Patrick also said Haley seems “collaborative,” an encouraging sign for a job that requires synergy with the secretary of state.

Swanee Hunt, a member of the Council on Foreign Relations and Eleanor Roosevelt Lecturer in Public Policy at the Harvard University Kennedy School of government, said, “Nikki Haley, for all her unique qualifications, will be filling a role seen as outside the purview of white men. She’ll be joining eight of the last 15 US ambassadors to the UN who are women, or men of color.”

“What could be more fitting? To say the obvious, growing up Indian or Afghan in the United States is worth at least an advanced degree in political science,” Hunt continued. “But there’s another sense in which having a woman is an inspired choice. Meta-analysis of social science research shows that women as a group are more collaborative than men as a group. In short, that gender stereotype turns out to be true when not applied to one particular woman or one particular man.”

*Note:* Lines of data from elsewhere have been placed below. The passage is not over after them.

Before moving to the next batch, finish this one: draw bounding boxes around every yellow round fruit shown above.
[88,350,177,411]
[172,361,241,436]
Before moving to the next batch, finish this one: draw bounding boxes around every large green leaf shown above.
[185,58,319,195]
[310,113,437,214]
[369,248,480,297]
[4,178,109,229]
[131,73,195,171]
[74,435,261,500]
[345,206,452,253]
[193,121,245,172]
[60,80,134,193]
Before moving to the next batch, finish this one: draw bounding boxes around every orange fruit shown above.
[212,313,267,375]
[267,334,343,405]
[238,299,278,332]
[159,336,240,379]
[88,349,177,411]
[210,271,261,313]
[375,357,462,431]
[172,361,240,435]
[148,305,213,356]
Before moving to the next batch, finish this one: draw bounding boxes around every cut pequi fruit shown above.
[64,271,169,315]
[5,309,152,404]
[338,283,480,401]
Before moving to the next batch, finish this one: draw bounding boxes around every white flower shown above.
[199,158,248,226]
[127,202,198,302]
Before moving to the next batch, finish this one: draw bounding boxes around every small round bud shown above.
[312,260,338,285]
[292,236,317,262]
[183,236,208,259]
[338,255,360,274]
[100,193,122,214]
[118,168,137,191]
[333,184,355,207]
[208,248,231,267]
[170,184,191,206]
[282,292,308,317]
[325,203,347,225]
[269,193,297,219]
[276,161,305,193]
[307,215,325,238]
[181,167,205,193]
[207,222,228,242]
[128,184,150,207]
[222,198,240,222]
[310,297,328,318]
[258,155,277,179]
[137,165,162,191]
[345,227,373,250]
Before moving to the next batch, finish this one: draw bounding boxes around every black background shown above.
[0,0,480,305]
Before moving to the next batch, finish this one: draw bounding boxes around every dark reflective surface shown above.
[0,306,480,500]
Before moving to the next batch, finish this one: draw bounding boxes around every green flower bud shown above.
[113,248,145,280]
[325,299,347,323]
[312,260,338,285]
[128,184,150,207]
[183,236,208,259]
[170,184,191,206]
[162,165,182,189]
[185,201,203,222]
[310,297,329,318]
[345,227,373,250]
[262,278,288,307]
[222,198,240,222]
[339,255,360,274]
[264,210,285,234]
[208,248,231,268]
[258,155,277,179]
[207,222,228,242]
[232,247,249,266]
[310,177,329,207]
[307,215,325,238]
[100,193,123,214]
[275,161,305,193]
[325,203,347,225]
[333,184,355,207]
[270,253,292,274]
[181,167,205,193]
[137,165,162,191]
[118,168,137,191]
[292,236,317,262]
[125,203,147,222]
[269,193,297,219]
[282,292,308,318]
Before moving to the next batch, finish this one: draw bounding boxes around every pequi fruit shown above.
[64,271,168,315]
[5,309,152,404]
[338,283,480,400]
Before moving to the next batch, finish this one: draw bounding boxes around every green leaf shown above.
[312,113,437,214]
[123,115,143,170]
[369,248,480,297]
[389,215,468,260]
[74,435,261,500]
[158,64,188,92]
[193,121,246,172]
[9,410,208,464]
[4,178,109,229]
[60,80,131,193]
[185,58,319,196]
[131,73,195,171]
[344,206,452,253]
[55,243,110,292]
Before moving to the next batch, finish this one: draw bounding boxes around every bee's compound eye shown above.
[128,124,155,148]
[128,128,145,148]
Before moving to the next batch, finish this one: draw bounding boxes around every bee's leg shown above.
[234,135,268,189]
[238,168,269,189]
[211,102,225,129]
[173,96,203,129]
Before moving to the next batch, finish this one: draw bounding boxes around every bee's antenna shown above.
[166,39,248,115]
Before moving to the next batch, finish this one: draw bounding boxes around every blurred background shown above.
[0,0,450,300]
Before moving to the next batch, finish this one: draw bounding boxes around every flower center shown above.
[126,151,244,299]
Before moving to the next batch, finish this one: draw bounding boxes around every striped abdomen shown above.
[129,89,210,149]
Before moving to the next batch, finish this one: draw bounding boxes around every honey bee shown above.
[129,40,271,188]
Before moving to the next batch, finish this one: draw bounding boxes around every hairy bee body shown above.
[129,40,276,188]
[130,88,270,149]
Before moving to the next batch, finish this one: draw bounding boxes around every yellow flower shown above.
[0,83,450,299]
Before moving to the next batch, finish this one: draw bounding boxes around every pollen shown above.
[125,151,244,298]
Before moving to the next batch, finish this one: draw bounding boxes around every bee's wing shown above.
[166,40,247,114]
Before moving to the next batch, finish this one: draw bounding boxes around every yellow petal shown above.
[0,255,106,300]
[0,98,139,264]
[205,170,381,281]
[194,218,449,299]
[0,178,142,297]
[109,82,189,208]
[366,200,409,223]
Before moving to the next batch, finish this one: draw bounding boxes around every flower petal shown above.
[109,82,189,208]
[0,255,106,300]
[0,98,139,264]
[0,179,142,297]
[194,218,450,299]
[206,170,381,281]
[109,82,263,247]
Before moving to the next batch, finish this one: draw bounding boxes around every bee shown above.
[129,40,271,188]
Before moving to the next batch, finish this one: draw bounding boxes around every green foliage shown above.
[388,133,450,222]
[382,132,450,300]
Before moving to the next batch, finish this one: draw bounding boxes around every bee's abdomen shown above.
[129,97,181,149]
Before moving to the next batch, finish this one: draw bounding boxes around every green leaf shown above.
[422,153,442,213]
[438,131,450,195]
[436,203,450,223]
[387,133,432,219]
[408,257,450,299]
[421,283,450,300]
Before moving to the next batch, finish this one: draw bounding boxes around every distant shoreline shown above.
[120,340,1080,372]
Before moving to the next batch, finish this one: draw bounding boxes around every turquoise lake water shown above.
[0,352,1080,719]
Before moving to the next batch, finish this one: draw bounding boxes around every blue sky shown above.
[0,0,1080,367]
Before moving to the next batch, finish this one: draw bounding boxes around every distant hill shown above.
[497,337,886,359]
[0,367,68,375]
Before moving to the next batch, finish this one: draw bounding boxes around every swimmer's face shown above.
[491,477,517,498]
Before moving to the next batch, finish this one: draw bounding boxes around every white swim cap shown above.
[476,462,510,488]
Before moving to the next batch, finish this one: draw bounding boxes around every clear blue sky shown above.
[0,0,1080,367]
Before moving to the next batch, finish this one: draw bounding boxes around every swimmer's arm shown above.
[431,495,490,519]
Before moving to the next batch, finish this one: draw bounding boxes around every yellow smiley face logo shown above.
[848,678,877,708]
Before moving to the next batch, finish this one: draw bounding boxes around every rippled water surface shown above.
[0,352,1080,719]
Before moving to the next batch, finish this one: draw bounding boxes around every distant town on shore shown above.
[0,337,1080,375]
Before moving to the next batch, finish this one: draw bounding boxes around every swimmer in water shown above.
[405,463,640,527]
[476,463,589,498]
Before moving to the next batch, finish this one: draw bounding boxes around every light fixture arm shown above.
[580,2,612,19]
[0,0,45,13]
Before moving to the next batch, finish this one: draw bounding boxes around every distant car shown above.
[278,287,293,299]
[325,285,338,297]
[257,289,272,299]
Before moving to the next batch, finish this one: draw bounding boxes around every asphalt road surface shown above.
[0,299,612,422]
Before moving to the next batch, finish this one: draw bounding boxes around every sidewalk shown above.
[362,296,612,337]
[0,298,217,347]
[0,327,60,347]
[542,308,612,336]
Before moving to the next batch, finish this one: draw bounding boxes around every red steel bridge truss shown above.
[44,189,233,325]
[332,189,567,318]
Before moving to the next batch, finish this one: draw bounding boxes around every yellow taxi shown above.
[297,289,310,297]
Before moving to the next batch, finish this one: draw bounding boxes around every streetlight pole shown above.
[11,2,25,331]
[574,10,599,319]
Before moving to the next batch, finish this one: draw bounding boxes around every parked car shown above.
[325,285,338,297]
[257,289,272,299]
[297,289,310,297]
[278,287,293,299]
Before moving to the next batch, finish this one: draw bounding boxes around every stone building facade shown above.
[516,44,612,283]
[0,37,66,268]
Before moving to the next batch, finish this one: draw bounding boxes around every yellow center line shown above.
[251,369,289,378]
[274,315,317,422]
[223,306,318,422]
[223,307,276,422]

“Whether or not that’s at the top of mind of Trump or his transition advisors, the generally accepted idea of women being particularly good at listening and empathizing likely plays a part in the choice of a woman to a position in which, on an hour-by-hour basis, collaborating across nationalities, cultures, languages, countries enormous and tiny, rich and poor is the key to success in moving forward the US agenda,” Hunt said.

Courthouse News reporter Brandi Buchman contributed to this report.